Description of problem:
When I run brawl on my six-node cluster, I receive the
following error during the jdata coherency test:
GFS2: fsid=bobs_west6:brawl0.4: fatal: assertion "!buffer_busy(bh)" failed
GFS2: fsid=bobs_west6:brawl0.4: function = gfs2_ail_empty_gl, file = /home/bob/gfs2.perf.debug/glops.c, line = 69
GFS2: fsid=bobs_west6:brawl0.4: about to withdraw this file system
------------[ cut here ]------------
kernel BUG at /home/bob/gfs2.perf.debug/util.c:52!
[<ffffffffa064aa67>] inode_go_sync+0xc7/0x170 [gfs2]
[<ffffffffa0649862>] do_xmote+0x102/0x240 [gfs2]
[<ffffffffa0649a92>] run_queue+0xf2/0x170 [gfs2]
[<ffffffffa0649bf0>] glock_work_func+0x70/0x150 [gfs2]
[<ffffffffa0649b80>] ? glock_work_func+0x0/0x150 [gfs2]
[<ffffffff8108dd00>] ? autoremove_wake_function+0x0/0x40
[<ffffffff81088530>] ? worker_thread+0x0/0x290
[<ffffffff8108d910>] ? kthread+0x0/0xa0
[<ffffffff81014180>] ? child_rip+0x0/0x20
Version-Release number of selected component (if applicable):
Steps to Reproduce:
1. Run brawl
2. Wait until jdata coherency test
All tests should pass.
This behavior was noticed while working on the fix for bug #583737
This request was evaluated by Red Hat Product Management for inclusion in a Red
Hat Enterprise Linux major release.
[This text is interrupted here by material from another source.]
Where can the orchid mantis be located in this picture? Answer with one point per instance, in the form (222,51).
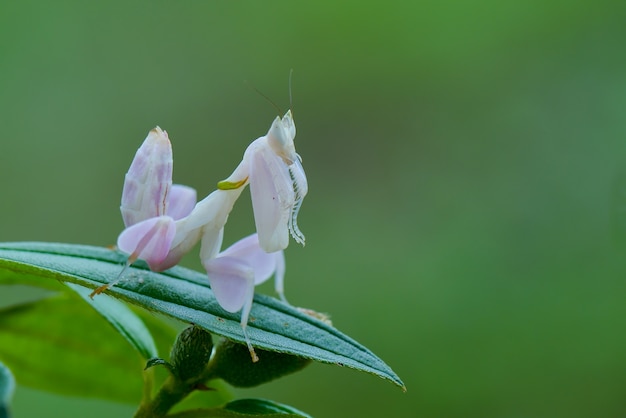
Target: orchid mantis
(163,220)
Product Management has requested further
review of this request by Red Hat Engineering, for potential inclusion in a Red
Hat Enterprise Linux Major release. This request is not yet committed for
1. I now have proof that the bd is still attached to the bh via
b_private at the time of failure
2. I have proof that the buffer_head was marked dirty by unpin.
3. I also have irrefutable proof that gfs2_aspace_writepage did
not touch that bd/bh pair. So the buffer was not written.
4. The page flags are always consistently the same:
page flags: 2164 / 2164 = 0xc0000000000874
= 00001000 0111 0100
5. In order to better debug this, I created my own metadata version
of write_cache_pages with some instrumentation to tell what's
going wrong. Then I happened to notice that jdata has its own
version of write_cache_pages called gfs2_write_cache_jdata.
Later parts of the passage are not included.